The Government also said that some businesses were paying more overall because they were losing small business rate relief.

The Government has published draft legislation to reverse the so-called ‘staircase tax’ which charged thousands of businesses occupying more than one adjoining floor in a building as if they were operating as separate companies.

A Supreme Court ruling earlier this year meant that hundreds of businesses operating in adjoining units or rooms, that are accessed from a common corridor or staircase, were slapped with separate rate bills for each unit.

On Friday, Communities Secretary Sajid Javid said that those bills would now be written off.

“The ‘staircase tax’ is an unfair rates hike for businesses.
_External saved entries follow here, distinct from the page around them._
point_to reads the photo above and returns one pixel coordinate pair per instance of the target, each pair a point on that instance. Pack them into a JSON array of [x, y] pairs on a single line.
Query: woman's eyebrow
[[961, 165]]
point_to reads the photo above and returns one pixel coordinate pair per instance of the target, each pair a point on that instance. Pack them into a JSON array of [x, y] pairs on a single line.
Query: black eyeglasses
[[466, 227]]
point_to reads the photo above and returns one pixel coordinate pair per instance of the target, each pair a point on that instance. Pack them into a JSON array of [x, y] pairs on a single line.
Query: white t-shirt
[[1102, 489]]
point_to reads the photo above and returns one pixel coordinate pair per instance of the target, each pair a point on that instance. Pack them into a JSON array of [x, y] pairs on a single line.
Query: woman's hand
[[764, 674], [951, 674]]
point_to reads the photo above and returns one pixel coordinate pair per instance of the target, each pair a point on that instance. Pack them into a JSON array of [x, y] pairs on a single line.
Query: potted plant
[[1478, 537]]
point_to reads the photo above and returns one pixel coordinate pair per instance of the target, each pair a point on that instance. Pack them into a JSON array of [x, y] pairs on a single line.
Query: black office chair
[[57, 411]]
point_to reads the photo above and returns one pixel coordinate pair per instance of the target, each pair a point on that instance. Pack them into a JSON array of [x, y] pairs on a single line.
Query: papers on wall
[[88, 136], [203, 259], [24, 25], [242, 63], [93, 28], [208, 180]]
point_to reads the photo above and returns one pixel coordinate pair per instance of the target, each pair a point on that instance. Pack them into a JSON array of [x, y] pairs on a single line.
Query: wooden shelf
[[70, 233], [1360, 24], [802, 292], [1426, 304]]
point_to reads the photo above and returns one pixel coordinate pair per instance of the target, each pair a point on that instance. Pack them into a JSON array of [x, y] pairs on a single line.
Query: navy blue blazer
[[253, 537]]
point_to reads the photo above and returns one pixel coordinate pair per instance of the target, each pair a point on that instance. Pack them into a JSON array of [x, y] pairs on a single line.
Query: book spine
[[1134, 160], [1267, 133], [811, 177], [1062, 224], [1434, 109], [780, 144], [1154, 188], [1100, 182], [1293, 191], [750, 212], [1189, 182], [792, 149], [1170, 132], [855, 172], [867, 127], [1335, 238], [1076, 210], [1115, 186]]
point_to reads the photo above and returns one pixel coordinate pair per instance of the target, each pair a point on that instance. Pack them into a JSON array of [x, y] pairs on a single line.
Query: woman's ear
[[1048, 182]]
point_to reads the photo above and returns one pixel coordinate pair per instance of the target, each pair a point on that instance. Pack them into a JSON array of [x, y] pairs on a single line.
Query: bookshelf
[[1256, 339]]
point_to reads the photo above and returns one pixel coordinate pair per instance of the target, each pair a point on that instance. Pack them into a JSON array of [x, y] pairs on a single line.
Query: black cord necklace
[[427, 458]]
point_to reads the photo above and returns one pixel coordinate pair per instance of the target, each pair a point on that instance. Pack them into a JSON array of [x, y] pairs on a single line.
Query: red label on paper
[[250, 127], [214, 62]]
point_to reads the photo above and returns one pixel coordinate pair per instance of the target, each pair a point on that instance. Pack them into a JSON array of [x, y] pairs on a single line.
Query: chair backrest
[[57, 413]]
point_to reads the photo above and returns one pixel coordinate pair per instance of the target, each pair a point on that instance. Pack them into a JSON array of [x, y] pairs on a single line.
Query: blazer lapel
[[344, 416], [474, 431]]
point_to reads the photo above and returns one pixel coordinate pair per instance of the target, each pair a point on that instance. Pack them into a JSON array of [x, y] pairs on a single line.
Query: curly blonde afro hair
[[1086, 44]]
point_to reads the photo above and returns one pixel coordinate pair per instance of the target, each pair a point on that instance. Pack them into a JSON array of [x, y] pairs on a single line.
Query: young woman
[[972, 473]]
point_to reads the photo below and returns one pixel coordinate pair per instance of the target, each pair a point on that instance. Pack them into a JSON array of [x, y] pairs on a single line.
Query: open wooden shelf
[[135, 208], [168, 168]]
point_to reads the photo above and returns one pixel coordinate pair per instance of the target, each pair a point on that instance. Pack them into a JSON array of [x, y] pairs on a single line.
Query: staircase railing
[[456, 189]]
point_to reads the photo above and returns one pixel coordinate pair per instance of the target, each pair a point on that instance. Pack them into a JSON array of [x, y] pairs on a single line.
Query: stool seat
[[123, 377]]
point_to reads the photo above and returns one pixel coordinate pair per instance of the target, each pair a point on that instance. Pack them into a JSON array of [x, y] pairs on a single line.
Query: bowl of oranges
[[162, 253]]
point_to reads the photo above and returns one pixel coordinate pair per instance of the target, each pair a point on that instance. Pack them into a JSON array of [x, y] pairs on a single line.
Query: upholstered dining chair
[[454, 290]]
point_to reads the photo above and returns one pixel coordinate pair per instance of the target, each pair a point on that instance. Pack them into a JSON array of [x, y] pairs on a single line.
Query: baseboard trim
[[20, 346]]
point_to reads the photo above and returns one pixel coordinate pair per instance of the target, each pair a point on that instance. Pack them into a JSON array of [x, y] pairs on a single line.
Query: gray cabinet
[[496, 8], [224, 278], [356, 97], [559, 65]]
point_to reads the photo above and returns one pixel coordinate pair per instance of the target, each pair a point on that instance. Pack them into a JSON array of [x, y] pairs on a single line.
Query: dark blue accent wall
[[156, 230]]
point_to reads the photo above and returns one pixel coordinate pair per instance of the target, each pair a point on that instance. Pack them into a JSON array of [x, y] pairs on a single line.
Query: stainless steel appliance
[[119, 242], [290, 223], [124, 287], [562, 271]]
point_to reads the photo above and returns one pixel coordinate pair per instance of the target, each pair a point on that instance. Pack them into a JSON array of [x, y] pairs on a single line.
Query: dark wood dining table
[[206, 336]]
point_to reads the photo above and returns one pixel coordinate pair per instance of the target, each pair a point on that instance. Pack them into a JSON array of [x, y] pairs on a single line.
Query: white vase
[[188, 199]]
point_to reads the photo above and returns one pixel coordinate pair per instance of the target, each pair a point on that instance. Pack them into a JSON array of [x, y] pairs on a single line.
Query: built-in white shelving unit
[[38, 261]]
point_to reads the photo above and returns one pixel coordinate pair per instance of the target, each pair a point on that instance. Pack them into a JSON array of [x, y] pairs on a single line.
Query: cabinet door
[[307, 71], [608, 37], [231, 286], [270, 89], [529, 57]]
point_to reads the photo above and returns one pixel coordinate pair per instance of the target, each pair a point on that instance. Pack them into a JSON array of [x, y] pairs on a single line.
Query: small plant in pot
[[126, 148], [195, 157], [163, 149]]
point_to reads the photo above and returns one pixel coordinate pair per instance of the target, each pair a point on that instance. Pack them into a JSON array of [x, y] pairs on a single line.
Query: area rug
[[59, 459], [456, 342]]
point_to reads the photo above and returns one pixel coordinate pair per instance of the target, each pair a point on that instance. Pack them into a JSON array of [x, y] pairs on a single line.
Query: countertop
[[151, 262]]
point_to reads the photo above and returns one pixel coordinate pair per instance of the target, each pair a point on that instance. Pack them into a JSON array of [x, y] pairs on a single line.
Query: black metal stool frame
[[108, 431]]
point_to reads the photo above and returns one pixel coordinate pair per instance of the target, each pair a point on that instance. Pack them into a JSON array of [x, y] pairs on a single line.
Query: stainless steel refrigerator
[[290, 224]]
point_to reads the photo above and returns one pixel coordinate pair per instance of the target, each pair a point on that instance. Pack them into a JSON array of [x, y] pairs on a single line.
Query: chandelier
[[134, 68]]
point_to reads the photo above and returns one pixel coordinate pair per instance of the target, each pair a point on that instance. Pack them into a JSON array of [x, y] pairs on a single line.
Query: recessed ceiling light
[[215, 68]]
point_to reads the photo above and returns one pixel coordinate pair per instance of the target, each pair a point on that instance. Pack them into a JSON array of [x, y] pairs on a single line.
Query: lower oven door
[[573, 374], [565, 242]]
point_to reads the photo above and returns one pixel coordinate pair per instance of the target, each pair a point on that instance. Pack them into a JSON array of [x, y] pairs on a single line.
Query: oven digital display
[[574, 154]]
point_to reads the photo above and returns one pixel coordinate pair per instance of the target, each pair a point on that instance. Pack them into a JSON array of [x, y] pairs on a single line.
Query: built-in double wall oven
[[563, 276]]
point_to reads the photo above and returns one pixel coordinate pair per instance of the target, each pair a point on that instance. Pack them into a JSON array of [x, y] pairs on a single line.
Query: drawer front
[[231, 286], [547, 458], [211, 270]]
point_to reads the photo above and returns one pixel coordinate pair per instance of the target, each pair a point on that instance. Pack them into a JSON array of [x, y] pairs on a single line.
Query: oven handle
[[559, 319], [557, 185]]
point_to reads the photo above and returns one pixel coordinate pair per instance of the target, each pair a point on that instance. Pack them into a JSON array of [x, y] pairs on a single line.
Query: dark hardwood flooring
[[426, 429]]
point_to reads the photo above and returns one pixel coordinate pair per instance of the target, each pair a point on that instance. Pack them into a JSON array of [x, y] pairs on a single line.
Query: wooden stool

For years these businesses in adjoining units or rooms received one rates bill, but this ruling meant they now faced multiple bills for operating in an office linked by a communal lift or stairs,” he said.

“I am ending this by giving those businesses affected the option of getting their rates bills recalculated and any savings due backdated,” he added.

The Government also said that some businesses were paying more overall because they were losing small business rate relief, which is a discount that can be applied to the bills of certain businesses with a lower rateable value.

Any savings due will be backdated, including for firm who lost the small business rate relief.

Affected businesses should approach the Valuation Office Agency. The Department for Communities and Local Government said that it would now be consulting with stakeholders and experts and that it aims to introduce the bill shortly.